Date: Fri, 7 Nov 2014 22:27:35 +0100
From: Vojtech Pavlik <vojtech@suse.cz>
To: Josh Poimboeuf <jpoimboe@redhat.com>
Cc: Christoph Hellwig <hch@infradead.org>, Seth Jennings <sjenning@redhat.com>,
        Jiri Kosina <jkosina@suse.cz>, Steven Rostedt <rostedt@goodmis.org>,
        live-patching@vger.kernel.org, kpatch@redhat.com,
        linux-kernel@vger.kernel.org
Subject: Re: [PATCH 0/2] Kernel Live Patching
Message-ID: <20141107212735.GA21409@suse.cz>
References: <1415284748-14648-1-git-send-email-sjenning@redhat.com>
 <20141106184446.GA12779@infradead.org>
 <20141106185157.GB29272@suse.cz>
 <20141106185857.GA7106@infradead.org>
 <20141106202423.GB2266@suse.cz>
 <20141107074745.GC22703@infradead.org>
 <20141107131153.GD4071@treble.redhat.com>
 <20141107140458.GA21774@suse.cz>
 <20141107154500.GF4071@treble.redhat.com>
MIME-Version: 1.0
Content-Type: text/plain; charset=us-ascii
Content-Disposition: inline
In-Reply-To: <20141107154500.GF4071@treble.redhat.com>
User-Agent: Mutt/1.5.21 (2010-09-15)
Sender: linux-kernel-owner@vger.kernel.org

On Fri, Nov 07, 2014 at 09:45:00AM -0600, Josh Poimboeuf wrote:

> > 	LEAVE_FUNCTION
> > 	LEAVE_PATCHED_SET
> > 	LEAVE_KERNEL
> > 
> > 	SWITCH_FUNCTION
> > 	SWITCH_THREAD
> > 	SWITCH_KERNEL
> > 
> > Now with those definitions:
> > 
> > 	livepatch (null model), as is, is LEAVE_FUNCTION and SWITCH_FUNCTION
> > 
> > 	kpatch, masami-refcounting and Ksplice are LEAVE_PATCHED_SET and SWITCH_KERNEL
> > 
> > 	kGraft is LEAVE_KERNEL and SWITCH_THREAD
> > 
> > 	CRIU/kexec is LEAVE_KERNEL and SWITCH_KERNEL
> 
> Thanks, nice analysis!
> 
> > By blending kGraft and masami-refcounting, we could create a consistency
> > engine capable of almost any combination of these properties and thus
> > all the consistency models.
> 
> Can you elaborate on what this would look like?

There would be the refcounting engine, counting entries/exits of the
area of interest (nothing for LEAVE_FUNCTION, patched functions for
LEAVE_PATCHED_SET - same as Masami's work now, or syscall entry/exit for
LEAVE_KERNEL), and it'd do the counting either per thread, flagging a
thread as 'new universe' when the count goes to zero, or flipping a
'new universe' switch for the whole kernel when the count goes down to zero.

A patch would have flags which specify a combination of the above
properties that are needed for successful patching of that specific
patch.

> The big problem with SWITCH_THREAD is that it adds the possibility that
> old functions can run simultaneously with new ones.  When you change
> data or data semantics, which is roughly 10% of security patches, it
> creates some serious headaches:
> 
> - It makes patch safety analysis much harder by doubling the number of
>   permutations of scenarios you have to consider.  In addition to
>   considering newfunc/olddata and newfunc/newdata, you also have to
>   consider oldfunc/olddata and oldfunc/newdata.
> 
> - It requires two patches instead of one.  The first patch is needed to
>   modify the old functions to be able to deal with new data.  After the
>   first patch has been fully applied, then you apply the second patch
>   which can start creating new versions of data.

For data layout an semantic changes, there are two approaches:

	1) TRANSFORM_WORLD

	Stop the world, transform everything, resume.
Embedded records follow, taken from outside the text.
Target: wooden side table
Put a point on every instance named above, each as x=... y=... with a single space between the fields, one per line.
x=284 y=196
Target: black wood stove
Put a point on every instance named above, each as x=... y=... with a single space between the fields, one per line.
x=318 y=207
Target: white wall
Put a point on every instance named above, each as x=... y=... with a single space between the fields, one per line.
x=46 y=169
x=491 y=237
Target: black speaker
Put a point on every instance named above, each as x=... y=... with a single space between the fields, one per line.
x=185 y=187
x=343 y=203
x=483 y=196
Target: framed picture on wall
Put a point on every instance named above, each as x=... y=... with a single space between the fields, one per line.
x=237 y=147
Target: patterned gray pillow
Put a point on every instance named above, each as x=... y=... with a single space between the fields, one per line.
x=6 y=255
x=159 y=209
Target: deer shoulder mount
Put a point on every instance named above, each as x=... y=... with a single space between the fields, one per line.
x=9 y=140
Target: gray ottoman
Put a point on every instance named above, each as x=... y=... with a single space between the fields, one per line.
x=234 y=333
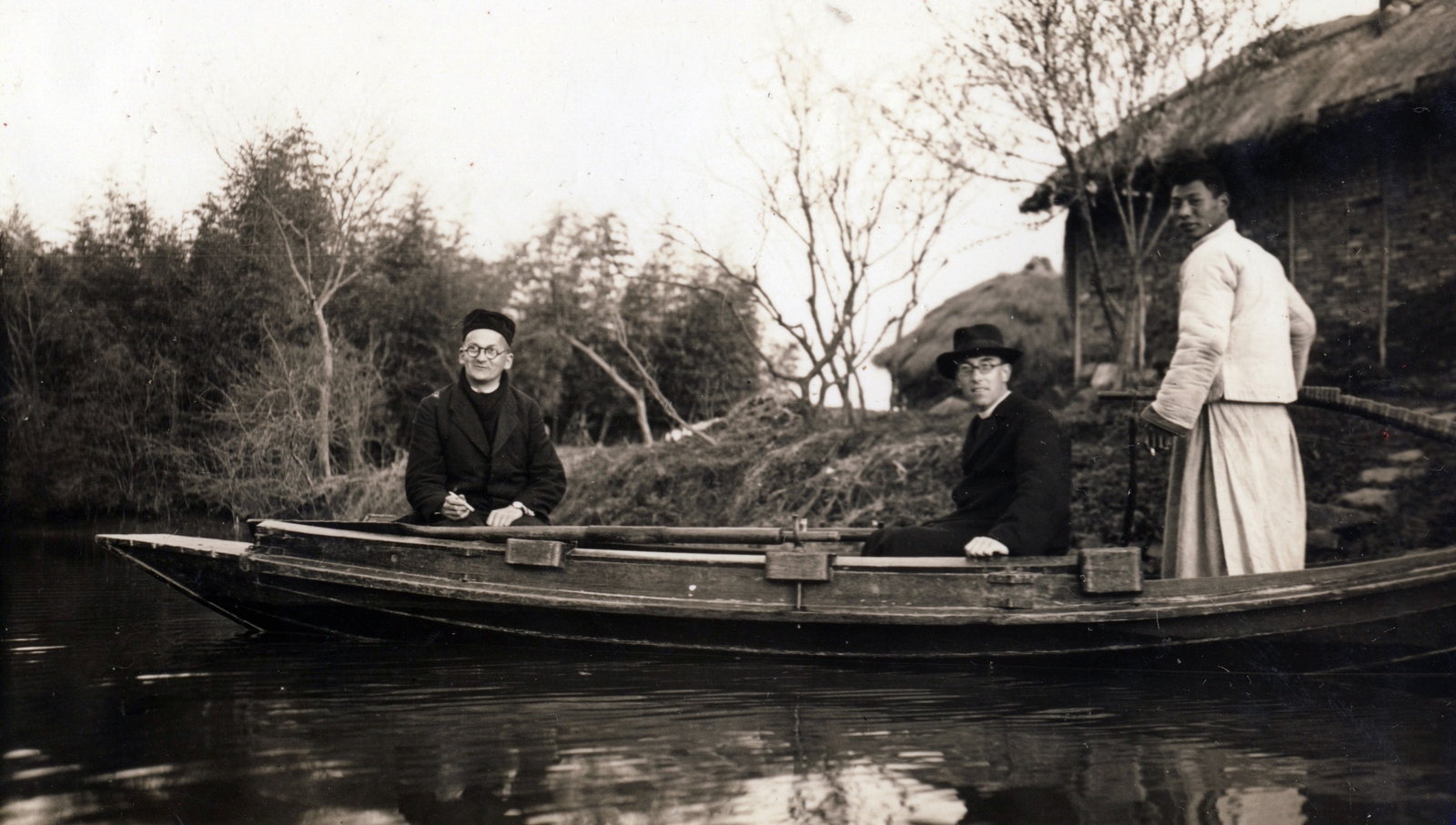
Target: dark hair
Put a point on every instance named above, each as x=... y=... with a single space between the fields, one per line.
x=1190 y=172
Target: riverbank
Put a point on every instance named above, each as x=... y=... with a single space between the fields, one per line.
x=1372 y=489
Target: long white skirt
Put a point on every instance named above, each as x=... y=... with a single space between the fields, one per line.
x=1237 y=495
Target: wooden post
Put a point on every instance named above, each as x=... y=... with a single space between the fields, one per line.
x=1069 y=274
x=1385 y=257
x=1132 y=476
x=1292 y=265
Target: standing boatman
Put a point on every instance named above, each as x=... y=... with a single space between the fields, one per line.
x=480 y=453
x=1237 y=487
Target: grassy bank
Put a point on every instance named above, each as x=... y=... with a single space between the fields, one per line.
x=895 y=468
x=899 y=468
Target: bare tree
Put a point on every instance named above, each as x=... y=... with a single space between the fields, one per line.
x=1104 y=86
x=571 y=284
x=325 y=214
x=863 y=210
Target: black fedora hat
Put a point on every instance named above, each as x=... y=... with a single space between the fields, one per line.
x=972 y=341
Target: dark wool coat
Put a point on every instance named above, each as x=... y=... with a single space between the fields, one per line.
x=1016 y=479
x=449 y=453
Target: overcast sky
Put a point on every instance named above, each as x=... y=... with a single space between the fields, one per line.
x=501 y=112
This is what Ksplice does
	and what could work for kpatch, would be rather interesting (but
	possible) for masami-refcounting and doesn't work at all for the
	per-thread kGraft.

	It allows to deallocate structures, allocate new ones, basically
	rebuild the data structures of the kernel. No shadowing or using
	of padding is needed.

	The nice part is that the patch can stay pretty much the original patch
	that fixes the bug when applied to normal kernel sources.

	The most tricky part with this approach is writing the
	additional transformation code. Finding all instances of a
	changed data structure. It fails if only semantics are changed,
	but that is easily fixed by making sure there is always a layout
	change for any semantic change. All instances of a specific data
	structure can be found, worst case with some compiler help: No
	function can have pointers or instances of the structure on the
	stack, or registers, as that would include it in the patched
	set. So all have to be either global, or referenced by a
	globally-rooted tree, linked list or any other structure.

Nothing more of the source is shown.